57 Miss. 689 | Miss. | 1880
delivered the opinion of the court.
The question raised by the demurrer to the plea, and discussed by counsel is, Whether the consideration expressed in the bill single sued on precludes the obligor from showing by parol an additional and different consideration ? We consider it well settled that the real consideration of a note may be shown by parol, whatever may be the statement of the note as to the consideration. If this were not so, all inquiry could be shut out by the easy process of stating the consideration in every note to be gold coin or other equally unassailable consideration, and then the defence of illegality, or want or failure of consideration would be unknown, to the great relief of courts, but at the expense of justice between parties litigant. In Pollen v. James, 45 Miss. 129, the promissory note sued on contained the statement, that it was given in consideration of “ money loaned.” A plea that its real consideration was a slave sold to the maker and warranted to be sound, and that the warranty was broken, was held to be good on demurrer. This case is well supported by authority, and announces the true doctrine on this subject. Wharton Evid. §§ 928, 1044 ; Pierce v.
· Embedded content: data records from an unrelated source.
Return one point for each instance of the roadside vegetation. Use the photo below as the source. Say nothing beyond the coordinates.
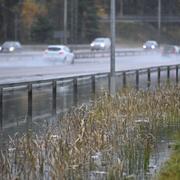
(112, 138)
(171, 169)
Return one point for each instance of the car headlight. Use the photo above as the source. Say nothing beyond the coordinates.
(152, 46)
(11, 49)
(102, 44)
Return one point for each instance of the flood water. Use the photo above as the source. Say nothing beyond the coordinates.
(15, 100)
(15, 107)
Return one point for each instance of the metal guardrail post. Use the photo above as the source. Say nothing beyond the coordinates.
(137, 79)
(109, 82)
(148, 78)
(177, 74)
(29, 118)
(54, 94)
(159, 76)
(93, 80)
(75, 91)
(124, 79)
(1, 109)
(168, 73)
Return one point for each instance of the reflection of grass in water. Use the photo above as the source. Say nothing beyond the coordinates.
(171, 168)
(118, 132)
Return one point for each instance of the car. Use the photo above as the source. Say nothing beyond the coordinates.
(10, 46)
(59, 53)
(150, 45)
(100, 44)
(170, 50)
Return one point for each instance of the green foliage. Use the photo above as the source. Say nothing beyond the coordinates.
(88, 19)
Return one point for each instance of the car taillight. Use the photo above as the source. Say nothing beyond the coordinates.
(61, 52)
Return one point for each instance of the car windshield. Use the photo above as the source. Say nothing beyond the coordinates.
(9, 44)
(99, 40)
(54, 48)
(150, 43)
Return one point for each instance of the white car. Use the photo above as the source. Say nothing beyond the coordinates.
(150, 45)
(101, 44)
(59, 53)
(10, 46)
Woodward, 6 Pick. 206; Butler v. Smith, 35 Miss. 457. Under our statute, Code 1871, § 605, there is no difference, in this respect, between sealed and unsealed instruments. In Meyer v. Casey, ante, 615, we held it to be admissible to assail an instrument under seal by showing by parol evidence the real consideration to be different from that expressed, and that it had failed. It is always allowable to show that the instrument sued on never was valid, either for fraud or illegality, or want of consideration, or for failure of some condition on which the instrument was to take effect; or that, having been valid, from something occurring subsequently, it has ceased to be operative wholly or partially. It is not admissible to vary the terms of a valid written instrument by parol; but it is allowable to attack the instrument, and seek to overthrow it as never valid or having ceased to be. The distinction is between the promise and its consideration, between the obligation and that which supports it. The former cannot be altered by parol. The latter may be. The terms of an obligation assumed to be valid, cannot be varied by parol; but it may be
The facts stated in the plea demurred to, consist with the bill single sued on, except in its statement of its consideration; and, as we have stated, that may always be varied by parol. The substance of the plea is, that while the bill single was given, as it states, for the plaintiff’s stock of merchandise, a further inducement to the defendant to make the purchase and execute the writing obligatory, was the promise of the plaintiff to give the defendant the advantage of his trade, in buying from the defendant to the amount of the bill single, and to influence his friends to purchase goods of the defendant, and that he would not rival the defendant in business for a certain period, and that the plaintiff had violated his promise in all these particulars, wherefore the consideration of the bill single has failed. In all this the terms of the obligation are not sought to be varied; but, in entire harmony with the promise to pay one day after date the sum expressed, the plea sets up, as independent of the instrument, a material inducement to the obligor to execute it in the obligation assumed by the plaintiff and violated by him. The demurrer was aimed alone at the admissibility of facts, to be shown by parol, to vary the statement of the writing as to its consideration. That is the only question discussed by counsel, and to that we have confined ourselves.
Judgment sustaining demurrer to plea reversed and cause remanded.